An American baby born with an adult-sized tongue can finally breathe, and smile, on its own.

Sixteen-month-old Paisley was born in South Dakota with Beckwith-Wiedemann syndrome, which causes overgrown organs or body parts and affects about 300 American newborns a year. In her case, the condition made her tongue twice the size of her little mouth. “Her tongue was constantly sticking out, she was always chewing on her tongue because it took up so much room in her mouth,” said her 21-year-old mother Madison. “It always looked like she was making silly faces.

Doctors were worried her tongue was so large, it would suffocate her when she was born – forcing them to hook her up to a ventilator to ensure she was breathing properly. At six months old, she had 5 centimetres clipped off her tongue, but it didn’t seem to make things much better. It was her second life-saving surgery, which removed a significant portion of her tongue, that enabled her to fully close her mouth.
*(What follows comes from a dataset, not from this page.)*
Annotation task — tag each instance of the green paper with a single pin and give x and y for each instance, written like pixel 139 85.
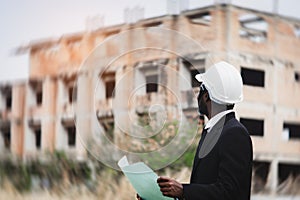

“I never got to see her, touch her, hear her cry,” Kienow said.

Paisley spent three and a half months at an NICU in Sioux Falls and received her diagnosis there.

At a doctor’s recommendation, Paisley received her first tongue reduction surgery at 6 months old and a second one at 13 months.

Kienow said that “The surgeon was like, ‘This is the largest tongue I’ve ever seen, especially for this small of an infant,'”

And “it’s been so much better” since the surgery, the mother said.

“I don’t have to worry about her choking, she has started to say words, she can eat adult food, she’s starting to get her teeth now,” Kienow added. “She took her first step five days ago.”

And the surgery had another sweet effect: Paisley can now smile, which Kienow called “the best feeling.”

“Since recovering, she smiled for the very first time,” Madison said. “I couldn’t believe it and was shocked by how beautiful my little girl looked.” And Paisley’s well on her way to saying her first words. “She couldn’t even make the sounds to say words like mama and dada before because of the size of her tongue, so this feels like a massive achievement,” she said.

The tot will be monitored every three months, until she turns eight – when the chances of her developing any cancerous tumours triggered by the syndrome drop dramatically, doctors said.

“She is growing up, and she has so much spunk and personality and love,” Kienow said. “She’s just amazing.”